The last decade has seen large companies in all industries adopting big data. It’s being used to improve research and development, connect with consumers, increase profitability, and more. Small and medium enterprises (SMEs), on the other hand, are slow adopters of big data, resulting in them failing to reap the benefits of incorporating big data analytics into their business strategies. This threatens to see SMEs fall behind.
SMEs make up an essential part of the economy in Europe; therefore, SME owners must recognize that, like large companies, they too can benefit from adopting big data.
Big data is rapidly transforming every industry worldwide. But for SMEs, it can be unclear how big data is relevant, or even beneficial to them. Recent statistics from the Georgia Small Business Development Center (SBDC) reveal that SMEs who leverage big data reap 15% more sales in comparison to those that don’t. This figure illustrates the real power of embracing technology.
A lack of clarity of the benefits that new technology brings acts as a significant barrier to incorporating it. Therefore, we have outlined the major benefits that SMEs can expect to enjoy through the adoption of big data.
Security and privacy
Security and privacy is one area that benefits from the use of big data. Statistics have shown that as the volume of goods sold via mobile channels has increased in recent years, so has the rate of fraud. Big data can be used alongside artificial intelligence (AI) and machine learning to help businesses protect consumers from breaches in security.
Hackers have been increasingly infiltrating as consumers share their data online to make purchases. Such an attack threatens both financial and reputation damage to SMEs.

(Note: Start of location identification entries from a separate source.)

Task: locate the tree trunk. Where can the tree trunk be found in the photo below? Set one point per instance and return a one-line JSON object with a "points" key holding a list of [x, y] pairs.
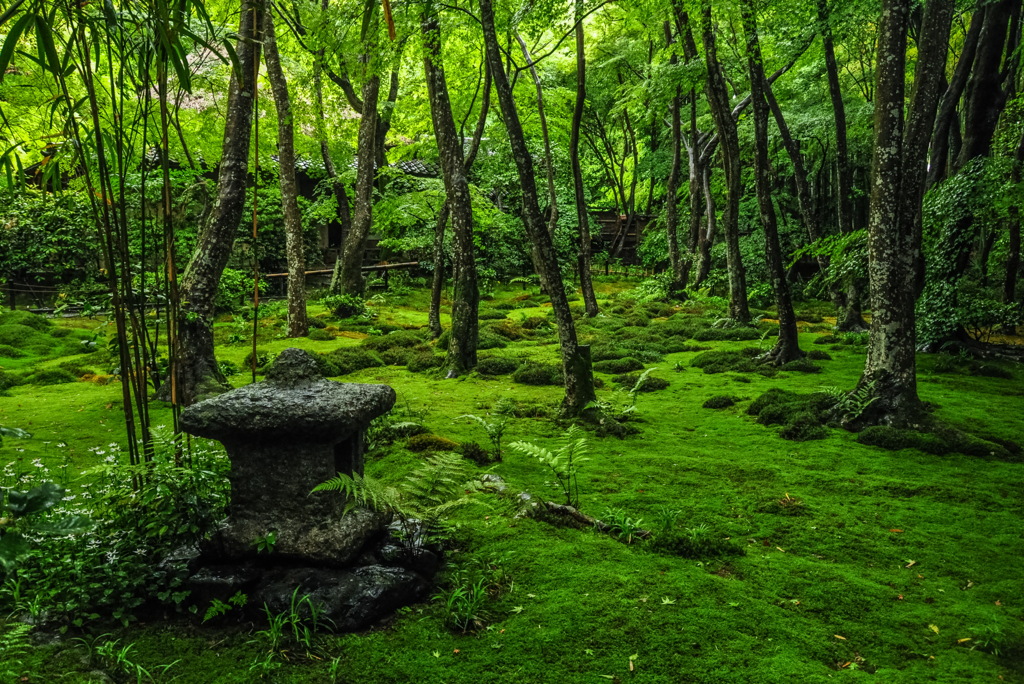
{"points": [[347, 270], [672, 189], [848, 316], [199, 374], [465, 302], [576, 359], [297, 324], [787, 347], [548, 160], [718, 99], [583, 216]]}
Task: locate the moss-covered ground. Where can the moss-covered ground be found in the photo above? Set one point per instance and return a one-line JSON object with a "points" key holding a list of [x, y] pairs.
{"points": [[860, 564]]}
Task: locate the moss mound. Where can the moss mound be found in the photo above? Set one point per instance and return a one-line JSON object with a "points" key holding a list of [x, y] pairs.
{"points": [[624, 365], [350, 359], [399, 339], [738, 360], [803, 417], [650, 383], [720, 401], [726, 335], [535, 373], [26, 318], [498, 365], [424, 360], [802, 366], [430, 442]]}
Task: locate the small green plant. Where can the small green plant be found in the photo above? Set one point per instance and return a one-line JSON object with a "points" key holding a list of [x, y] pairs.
{"points": [[495, 429], [265, 543], [564, 463], [622, 525]]}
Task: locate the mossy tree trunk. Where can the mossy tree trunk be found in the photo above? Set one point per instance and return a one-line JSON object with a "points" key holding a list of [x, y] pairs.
{"points": [[462, 348], [576, 359], [199, 376], [347, 270], [787, 347], [898, 168], [297, 324], [583, 216], [718, 99]]}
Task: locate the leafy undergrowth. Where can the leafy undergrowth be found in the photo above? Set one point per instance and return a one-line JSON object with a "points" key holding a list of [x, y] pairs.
{"points": [[835, 561]]}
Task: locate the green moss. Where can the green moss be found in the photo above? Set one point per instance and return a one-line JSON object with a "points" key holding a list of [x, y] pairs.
{"points": [[350, 359], [720, 401], [536, 373], [430, 442], [498, 365], [424, 360], [320, 334], [491, 314], [726, 334], [650, 383], [624, 365]]}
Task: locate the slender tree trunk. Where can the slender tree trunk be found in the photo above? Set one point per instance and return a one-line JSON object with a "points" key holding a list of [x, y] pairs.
{"points": [[199, 374], [462, 349], [718, 99], [787, 347], [297, 324], [548, 160], [583, 216], [347, 270], [672, 189], [437, 284], [434, 316], [849, 316], [576, 358], [1014, 227]]}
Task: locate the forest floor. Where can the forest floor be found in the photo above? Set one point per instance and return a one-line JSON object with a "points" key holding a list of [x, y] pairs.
{"points": [[849, 562]]}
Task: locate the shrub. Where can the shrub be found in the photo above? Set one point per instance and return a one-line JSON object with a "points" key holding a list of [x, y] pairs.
{"points": [[498, 365], [430, 442], [321, 335], [720, 401], [424, 360], [535, 373], [650, 383], [619, 365], [350, 359], [492, 314]]}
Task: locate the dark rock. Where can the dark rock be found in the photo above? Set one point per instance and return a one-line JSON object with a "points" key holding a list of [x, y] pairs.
{"points": [[352, 600], [285, 436]]}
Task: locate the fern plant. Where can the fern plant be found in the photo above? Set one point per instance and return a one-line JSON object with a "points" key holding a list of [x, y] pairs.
{"points": [[428, 495], [564, 463], [495, 429]]}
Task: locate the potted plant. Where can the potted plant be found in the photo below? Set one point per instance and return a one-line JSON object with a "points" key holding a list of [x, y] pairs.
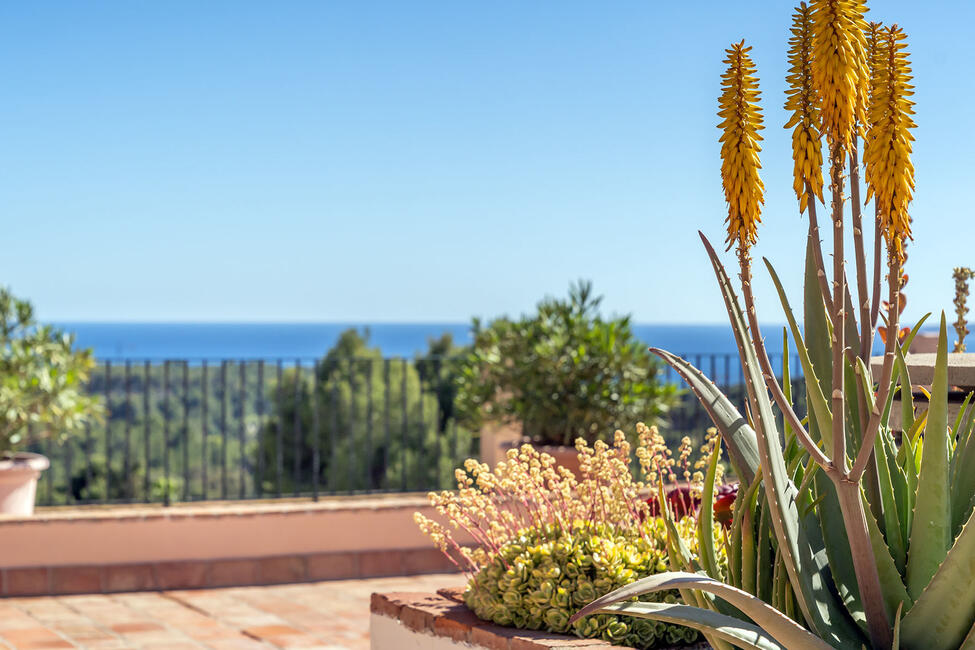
{"points": [[42, 379], [843, 537], [562, 373]]}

Big data can be leveraged to increase the protection and secure sharing of sensitive information. Emerging technologies such as natural language processing, speech recognition, video recognition, and automation are valuable tools that utilize big data to help protect the reputation of SMEs.
Connecting with consumers
Understanding customers is key to being able to connect with them, and it is this connection that facilitates sales. People are more likely to purchase from brands they feel connected to. Big data can be used to predict the needs of specific consumer groups; it also helps to help businesses gain an understanding of who their consumers are. Both of these factors help SMEs to micro-target people, connecting with those most likely to buy at a specific time. Using big data to know a consumer on a more personal level can help convert sales, from recommending more relevant products, to contacting them during periods when they are most likely to buy.
Customer service is a critical factor in customer retention. Big data is being leveraged by chatbots to provide enhanced, personalized, rapid, and efficient customer service. These chatbots take the strain off SMEs who may not have enough staff or the budget to answer queries promptly. Chatbots can respond intuitively to customers, providing a high level of customer service that is important in encouraging a one time buyer to convert into a loyal customer.
Talent acquisition can enhance the productivity, value, and, ultimately, profitability of a company. Where HR professionals may previously have spent hours looking through CVs to find suitable candidates, personnel data analytics can streamline this process and create shortlists based on a method of matching keywords.
Also, it should be noted that recent years have seen more big data analytics solutions becoming freely available. This has had the impact of bringing down the costs, and changes to the infrastructure are needed to support the technology, making it accessible to all businesses, regardless of size.